L’appuntamento è fissato per mercoledì 23 aprile. È allora che si riunirà in videoconferenza il Consiglio Europeo (è composto dai Capi di Stato o di governo degli Stati membri) per decidere sull’accordo trovato dall’Eurogruppo. Un appuntamento quanto mai atteso dal mercato su cui non mancano punti interrogativi.
Scartati i coronabond, che non piacciono a tedeschi e olandesi, con gli italiani divisi sul Mes, il fondo salva-stati, a Bruxelles si discuterà su come varare il piano di ripresa di Eurolandia, dopo l’emergenza coronavirus.
La strada da imboccare, allo stato attuale, appare tutta in salita. E se ci fosse un’alternativa a questi due strumenti?
Una proposta diversa arriva da due economisti francesi, Laurence Scialom e Batpiste Bridonneau, del laboratorio di ricerca EconomiX che, in un articolo pubblicato su “Le Monde”, propongono un annullamento parziale dei debiti pubblici detenuti dalla Bce.
Come? La Banca centrale europea, che in questi anni di Quantitative easing (QE) ha acquistato massicce dosi di titoli di Stato della zona euro, ossia di debito pubblico, potrebbe decidere di cancellare parte di quel debito, per dare una spinta alla ripresa.
Oltretutto, ricordano i due economisti, il ricorso al MES senza condizioni si limita al 2% del Pil e alle sole spese sanitarie.
Un forte limite di fronte all’impennata del debito, che si prospetta a emergenza finita. Utilizzando la metafora usata dal presidente francese Emmanuel Macron per la pandemia di Covid-19, “l’Europa rischia di ritrovarsi con un debito analogo a quello post Seconda guerra mondiale, di dimensioni tali da schiacciare come un macigno le ali di ogni possibile ripresa”.
Quante possibilità ci sono che una proposta del genere passi?

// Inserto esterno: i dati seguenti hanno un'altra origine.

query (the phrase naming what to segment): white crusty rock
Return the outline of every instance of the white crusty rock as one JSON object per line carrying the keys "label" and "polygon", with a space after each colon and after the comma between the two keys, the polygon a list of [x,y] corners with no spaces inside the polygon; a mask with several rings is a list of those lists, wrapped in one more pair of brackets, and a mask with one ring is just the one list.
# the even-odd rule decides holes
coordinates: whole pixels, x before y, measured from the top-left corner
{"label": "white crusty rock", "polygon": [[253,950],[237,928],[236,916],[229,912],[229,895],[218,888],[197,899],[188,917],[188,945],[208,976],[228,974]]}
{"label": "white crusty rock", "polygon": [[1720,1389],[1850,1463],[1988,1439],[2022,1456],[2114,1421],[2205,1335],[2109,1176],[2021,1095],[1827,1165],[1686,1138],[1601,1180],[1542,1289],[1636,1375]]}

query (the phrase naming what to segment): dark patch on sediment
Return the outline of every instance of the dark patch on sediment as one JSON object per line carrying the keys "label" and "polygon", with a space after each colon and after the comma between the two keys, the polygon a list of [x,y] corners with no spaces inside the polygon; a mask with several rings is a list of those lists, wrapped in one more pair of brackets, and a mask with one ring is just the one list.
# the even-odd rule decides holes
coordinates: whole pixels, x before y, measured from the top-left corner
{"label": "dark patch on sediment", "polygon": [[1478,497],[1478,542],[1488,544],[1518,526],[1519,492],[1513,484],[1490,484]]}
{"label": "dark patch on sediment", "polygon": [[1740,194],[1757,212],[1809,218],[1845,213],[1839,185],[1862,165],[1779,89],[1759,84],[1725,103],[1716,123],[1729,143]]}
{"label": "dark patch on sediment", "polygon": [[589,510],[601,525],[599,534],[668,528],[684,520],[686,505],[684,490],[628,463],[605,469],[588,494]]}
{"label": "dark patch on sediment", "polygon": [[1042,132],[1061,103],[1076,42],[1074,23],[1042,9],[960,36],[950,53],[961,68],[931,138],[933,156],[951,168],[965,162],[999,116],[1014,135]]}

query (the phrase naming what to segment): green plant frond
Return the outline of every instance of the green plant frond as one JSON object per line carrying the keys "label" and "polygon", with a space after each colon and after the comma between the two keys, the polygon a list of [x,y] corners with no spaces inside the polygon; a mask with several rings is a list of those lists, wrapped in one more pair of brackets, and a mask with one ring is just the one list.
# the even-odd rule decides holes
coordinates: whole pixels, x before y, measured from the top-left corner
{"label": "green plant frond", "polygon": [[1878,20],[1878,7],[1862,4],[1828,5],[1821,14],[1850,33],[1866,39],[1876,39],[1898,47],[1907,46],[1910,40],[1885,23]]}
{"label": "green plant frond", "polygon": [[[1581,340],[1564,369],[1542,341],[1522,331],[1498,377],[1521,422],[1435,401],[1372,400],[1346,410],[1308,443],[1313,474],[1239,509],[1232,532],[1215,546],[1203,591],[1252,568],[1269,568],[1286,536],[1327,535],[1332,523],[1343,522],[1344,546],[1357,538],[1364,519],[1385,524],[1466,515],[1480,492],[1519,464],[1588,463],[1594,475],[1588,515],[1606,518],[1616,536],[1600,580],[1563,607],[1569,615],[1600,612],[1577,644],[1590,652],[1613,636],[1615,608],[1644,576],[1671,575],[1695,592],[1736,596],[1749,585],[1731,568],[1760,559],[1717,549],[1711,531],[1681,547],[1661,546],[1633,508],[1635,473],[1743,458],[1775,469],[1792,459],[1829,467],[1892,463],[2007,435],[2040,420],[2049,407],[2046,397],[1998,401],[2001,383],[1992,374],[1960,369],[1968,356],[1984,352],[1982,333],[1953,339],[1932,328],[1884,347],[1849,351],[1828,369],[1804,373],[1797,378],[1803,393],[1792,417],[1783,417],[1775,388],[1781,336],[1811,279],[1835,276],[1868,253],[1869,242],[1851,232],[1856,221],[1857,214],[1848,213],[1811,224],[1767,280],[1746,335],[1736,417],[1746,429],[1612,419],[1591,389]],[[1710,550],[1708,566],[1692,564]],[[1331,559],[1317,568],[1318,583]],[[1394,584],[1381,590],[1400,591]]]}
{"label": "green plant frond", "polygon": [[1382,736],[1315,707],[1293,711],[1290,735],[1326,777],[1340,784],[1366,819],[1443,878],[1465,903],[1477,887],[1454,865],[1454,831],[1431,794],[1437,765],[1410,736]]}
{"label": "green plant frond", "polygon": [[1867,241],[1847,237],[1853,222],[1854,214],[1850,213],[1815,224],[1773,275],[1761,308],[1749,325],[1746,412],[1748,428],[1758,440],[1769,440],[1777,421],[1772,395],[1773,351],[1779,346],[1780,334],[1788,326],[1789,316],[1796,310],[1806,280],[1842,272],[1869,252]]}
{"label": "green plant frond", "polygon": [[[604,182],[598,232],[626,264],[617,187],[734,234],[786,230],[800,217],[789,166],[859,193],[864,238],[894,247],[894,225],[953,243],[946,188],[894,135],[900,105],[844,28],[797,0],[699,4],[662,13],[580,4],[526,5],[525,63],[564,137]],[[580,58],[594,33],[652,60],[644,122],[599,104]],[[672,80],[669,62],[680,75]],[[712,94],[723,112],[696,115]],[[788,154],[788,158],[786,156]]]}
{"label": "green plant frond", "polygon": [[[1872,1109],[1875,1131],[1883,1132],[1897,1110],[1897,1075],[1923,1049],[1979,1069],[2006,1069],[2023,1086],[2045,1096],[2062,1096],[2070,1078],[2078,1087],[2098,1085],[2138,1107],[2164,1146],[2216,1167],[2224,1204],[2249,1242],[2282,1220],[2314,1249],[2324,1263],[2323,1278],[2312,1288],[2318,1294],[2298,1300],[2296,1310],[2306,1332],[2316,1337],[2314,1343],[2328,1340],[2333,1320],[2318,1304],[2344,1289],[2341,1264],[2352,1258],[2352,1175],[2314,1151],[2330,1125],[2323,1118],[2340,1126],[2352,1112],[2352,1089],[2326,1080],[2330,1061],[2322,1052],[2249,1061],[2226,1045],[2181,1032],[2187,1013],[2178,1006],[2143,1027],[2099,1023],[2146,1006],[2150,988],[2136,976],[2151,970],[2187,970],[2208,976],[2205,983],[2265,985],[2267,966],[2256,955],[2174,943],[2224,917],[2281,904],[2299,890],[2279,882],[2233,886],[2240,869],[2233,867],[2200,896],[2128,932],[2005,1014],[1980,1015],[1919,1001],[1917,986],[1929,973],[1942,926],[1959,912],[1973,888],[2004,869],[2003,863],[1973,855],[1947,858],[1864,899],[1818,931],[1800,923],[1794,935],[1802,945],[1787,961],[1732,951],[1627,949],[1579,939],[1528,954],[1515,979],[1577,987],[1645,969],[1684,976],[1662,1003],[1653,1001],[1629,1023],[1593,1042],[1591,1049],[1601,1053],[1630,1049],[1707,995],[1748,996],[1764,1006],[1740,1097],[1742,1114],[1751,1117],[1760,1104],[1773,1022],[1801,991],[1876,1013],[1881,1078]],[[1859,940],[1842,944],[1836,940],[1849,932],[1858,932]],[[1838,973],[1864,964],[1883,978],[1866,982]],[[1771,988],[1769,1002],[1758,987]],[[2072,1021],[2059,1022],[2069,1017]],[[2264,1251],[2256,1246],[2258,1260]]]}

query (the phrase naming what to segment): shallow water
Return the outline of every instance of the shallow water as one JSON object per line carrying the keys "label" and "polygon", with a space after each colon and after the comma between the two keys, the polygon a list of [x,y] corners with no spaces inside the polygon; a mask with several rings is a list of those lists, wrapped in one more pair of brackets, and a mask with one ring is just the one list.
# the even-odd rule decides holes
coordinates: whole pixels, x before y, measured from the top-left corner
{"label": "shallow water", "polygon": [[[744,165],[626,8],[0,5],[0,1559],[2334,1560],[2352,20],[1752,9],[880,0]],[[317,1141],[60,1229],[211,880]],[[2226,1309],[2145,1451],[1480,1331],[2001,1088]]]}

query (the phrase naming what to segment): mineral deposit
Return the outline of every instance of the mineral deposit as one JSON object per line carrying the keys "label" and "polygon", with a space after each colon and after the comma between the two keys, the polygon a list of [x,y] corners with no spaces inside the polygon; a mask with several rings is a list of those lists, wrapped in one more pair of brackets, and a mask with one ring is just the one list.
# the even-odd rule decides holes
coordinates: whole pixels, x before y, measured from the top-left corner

“La soluzione è politicamente possibile, perché la Bce è l’istituzione in cui è più debole, per un governo, la possibilità di opporre un veto” scrivono i due economisti.
Mentre per gli eurobond serve l’unanimità, nella Bce è sufficiente la maggioranza dei due terzi. Una maggioranza che, come ricordano i due economisti, ha permesso il whatever it takes di Draghi, nonostante il “no” di Jens Weidmann della Bundesbank.